Who was wielding the strimmer?
I would like to raise the issue about how the entire graveyard of St Andrew’s Church, Great Billing, has been cut, presumably with a strimmer, by some thoughtless gardener, cutting down all the pretty daffs, tulips, primroses and other flower heads from the individual graves. I think this may have been done by a council contractor or employee because I think they now manage the graveyard. It means all the work of the caring relatives to make the grave of their loved one look pretty is for nothing. All the flowers have been destroyed as if everything was just grass. How could anyone be so unthinking as to do this?
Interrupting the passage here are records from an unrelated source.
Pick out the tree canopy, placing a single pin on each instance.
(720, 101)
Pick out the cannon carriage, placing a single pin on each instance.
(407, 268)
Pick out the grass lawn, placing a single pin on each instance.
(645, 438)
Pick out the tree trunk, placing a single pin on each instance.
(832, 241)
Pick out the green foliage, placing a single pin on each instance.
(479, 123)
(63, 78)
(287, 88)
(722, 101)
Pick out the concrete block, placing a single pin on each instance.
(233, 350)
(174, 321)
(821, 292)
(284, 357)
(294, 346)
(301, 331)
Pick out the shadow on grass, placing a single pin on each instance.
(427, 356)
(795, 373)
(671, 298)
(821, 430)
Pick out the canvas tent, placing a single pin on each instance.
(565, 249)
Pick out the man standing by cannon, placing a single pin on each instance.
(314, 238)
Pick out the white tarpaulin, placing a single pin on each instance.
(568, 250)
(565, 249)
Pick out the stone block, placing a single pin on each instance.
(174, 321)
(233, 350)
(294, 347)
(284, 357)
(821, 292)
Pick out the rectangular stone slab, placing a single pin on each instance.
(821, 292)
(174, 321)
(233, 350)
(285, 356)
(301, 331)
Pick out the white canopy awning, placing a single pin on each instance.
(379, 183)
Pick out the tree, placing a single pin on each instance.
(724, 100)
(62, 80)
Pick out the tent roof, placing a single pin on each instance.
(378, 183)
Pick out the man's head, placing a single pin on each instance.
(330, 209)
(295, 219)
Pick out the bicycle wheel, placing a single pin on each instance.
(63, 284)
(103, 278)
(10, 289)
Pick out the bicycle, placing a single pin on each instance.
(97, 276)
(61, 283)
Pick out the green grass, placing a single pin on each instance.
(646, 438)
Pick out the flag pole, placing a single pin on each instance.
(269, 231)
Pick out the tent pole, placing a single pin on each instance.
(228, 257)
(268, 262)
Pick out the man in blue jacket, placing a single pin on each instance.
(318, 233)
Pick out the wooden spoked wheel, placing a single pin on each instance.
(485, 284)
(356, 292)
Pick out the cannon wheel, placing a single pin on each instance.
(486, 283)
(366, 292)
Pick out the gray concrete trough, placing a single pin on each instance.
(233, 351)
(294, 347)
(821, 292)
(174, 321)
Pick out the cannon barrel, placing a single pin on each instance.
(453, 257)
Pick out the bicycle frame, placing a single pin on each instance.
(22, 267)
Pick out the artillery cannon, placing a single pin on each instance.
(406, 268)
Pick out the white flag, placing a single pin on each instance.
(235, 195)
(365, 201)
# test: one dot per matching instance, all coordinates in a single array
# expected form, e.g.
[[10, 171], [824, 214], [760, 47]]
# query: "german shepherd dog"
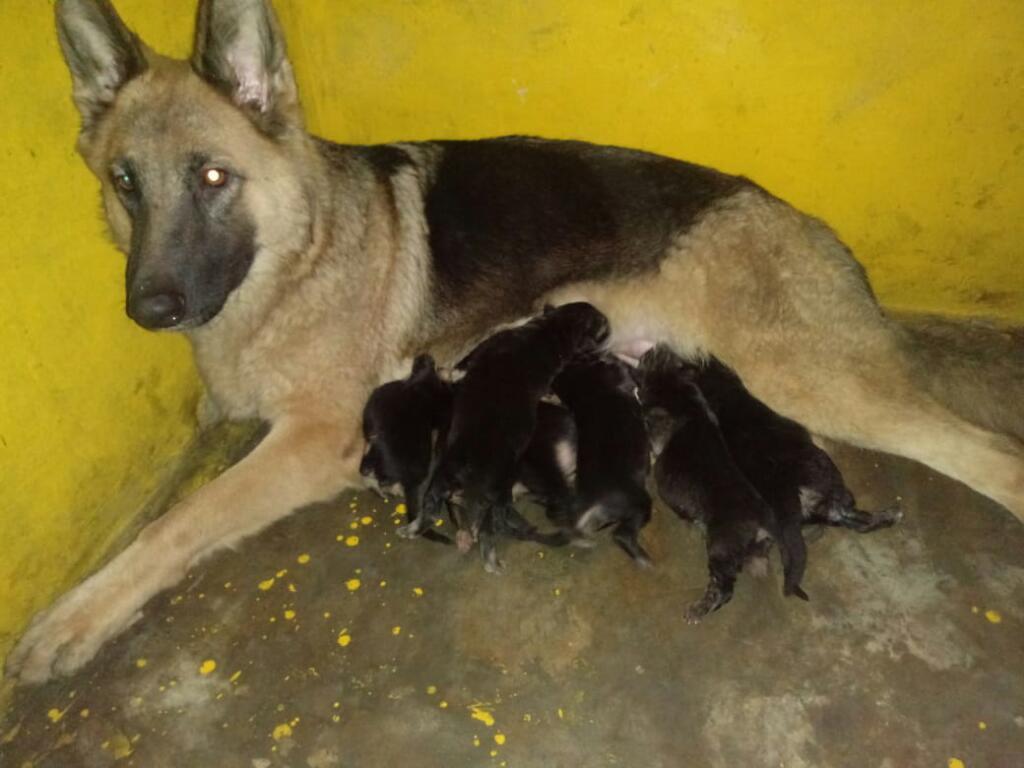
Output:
[[697, 477], [494, 418], [305, 272]]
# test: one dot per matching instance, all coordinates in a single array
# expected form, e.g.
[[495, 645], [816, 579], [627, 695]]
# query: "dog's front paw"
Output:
[[64, 638]]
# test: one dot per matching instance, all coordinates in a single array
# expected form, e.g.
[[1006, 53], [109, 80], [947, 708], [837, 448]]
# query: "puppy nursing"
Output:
[[747, 475]]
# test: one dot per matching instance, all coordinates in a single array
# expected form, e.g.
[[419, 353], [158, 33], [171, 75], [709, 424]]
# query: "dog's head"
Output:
[[196, 159], [399, 422]]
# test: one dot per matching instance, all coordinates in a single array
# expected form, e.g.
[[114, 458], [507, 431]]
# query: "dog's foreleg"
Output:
[[298, 463]]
Why would anyone want to move here?
The local authorities in Northamptonshire are trying to sell Northampton as a wonderful place to move to, I would tell anyone thinking about it. Don’t do it – for the following reasons:
1. No jobs
2. Half the shops boarded up
3. Most importantly you need to be able to drive as you cannot rely on Northampton’s public transport as it is horrendous. For people having to get two buses ie A to B, then B to C, you may get to B, but trying to get to C could possibly be a total nightmare. At the bottom, I have pasted the email I sent to Stagecoach, but I know I’ll not get a reply again.
4. No affordable housing
5. Schools overcrowded
The list could go on and on, but if the council and Government do not care, why should we? All I personally want to do is get out of Northampton if I can, but who’d want to move here and buy my house?
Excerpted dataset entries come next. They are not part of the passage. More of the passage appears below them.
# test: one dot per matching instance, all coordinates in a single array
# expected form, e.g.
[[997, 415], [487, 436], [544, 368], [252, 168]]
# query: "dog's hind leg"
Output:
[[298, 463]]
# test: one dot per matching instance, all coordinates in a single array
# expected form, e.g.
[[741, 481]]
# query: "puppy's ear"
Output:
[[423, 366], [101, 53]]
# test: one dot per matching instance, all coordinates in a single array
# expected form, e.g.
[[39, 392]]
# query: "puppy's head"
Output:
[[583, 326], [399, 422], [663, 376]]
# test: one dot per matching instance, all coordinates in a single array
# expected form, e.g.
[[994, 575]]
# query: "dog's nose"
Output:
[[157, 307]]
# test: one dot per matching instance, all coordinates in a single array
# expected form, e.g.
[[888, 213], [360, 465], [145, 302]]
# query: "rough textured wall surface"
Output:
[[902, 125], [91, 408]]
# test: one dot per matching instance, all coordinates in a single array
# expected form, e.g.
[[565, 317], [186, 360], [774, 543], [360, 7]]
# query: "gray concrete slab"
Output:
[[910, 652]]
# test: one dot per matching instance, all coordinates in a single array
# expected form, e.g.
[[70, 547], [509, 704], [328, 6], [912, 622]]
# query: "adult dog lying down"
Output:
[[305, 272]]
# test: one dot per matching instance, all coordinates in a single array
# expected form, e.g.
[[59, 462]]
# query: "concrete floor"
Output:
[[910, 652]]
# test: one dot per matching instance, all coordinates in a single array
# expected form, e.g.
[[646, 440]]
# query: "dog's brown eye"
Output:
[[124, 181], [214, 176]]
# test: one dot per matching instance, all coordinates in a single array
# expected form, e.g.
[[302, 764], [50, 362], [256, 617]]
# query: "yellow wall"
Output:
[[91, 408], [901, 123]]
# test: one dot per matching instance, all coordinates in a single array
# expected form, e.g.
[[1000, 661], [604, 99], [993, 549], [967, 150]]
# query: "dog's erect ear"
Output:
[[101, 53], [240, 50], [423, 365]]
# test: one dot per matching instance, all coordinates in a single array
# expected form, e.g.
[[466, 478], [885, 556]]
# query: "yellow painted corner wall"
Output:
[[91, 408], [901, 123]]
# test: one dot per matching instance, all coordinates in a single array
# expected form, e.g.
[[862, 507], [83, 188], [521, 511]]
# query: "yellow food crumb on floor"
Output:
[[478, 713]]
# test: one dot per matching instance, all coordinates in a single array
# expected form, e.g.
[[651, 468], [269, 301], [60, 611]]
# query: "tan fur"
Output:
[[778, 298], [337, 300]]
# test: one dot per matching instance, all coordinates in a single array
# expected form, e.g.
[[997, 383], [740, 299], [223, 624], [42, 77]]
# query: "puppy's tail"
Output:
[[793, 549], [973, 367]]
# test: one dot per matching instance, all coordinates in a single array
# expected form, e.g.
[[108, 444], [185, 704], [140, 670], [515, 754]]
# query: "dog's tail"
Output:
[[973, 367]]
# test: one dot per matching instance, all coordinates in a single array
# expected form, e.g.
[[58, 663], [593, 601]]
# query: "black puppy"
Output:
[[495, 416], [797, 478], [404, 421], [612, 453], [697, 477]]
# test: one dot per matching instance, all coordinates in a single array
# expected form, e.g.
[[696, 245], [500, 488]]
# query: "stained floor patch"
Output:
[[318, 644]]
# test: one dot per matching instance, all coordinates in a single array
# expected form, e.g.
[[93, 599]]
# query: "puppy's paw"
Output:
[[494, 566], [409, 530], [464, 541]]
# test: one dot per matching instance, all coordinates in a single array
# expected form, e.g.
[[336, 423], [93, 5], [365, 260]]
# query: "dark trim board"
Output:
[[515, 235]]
East Mead Court, Standens Barn
Performance at Wembley was woeful
The Cobblers’ performance at Wembley was truly woeful. But the way they failed was no surprise to me. Whenever I’ve watched them this season, I’ve been amazed at the amount of time the ball spends in the air. An unsatisfactory bout of head tennis on the edge of the box is usually followed by a couple of scruffy passes which seem to exhaust the creative skills of midfield. They inevitably follow this by launching the ball upfront. And whoever is playing there seems unable to get his head to it. For the same reason they fail to capitalise on the ammunition provided by their long throw expert. And as for wing play, forget it. If Aidy Boothroyd is there next season he’d do well to buy some players who can actually pass the ball to one another along the ground. And replace the two large gentlemen upfront who simply aren’t fit for purpose.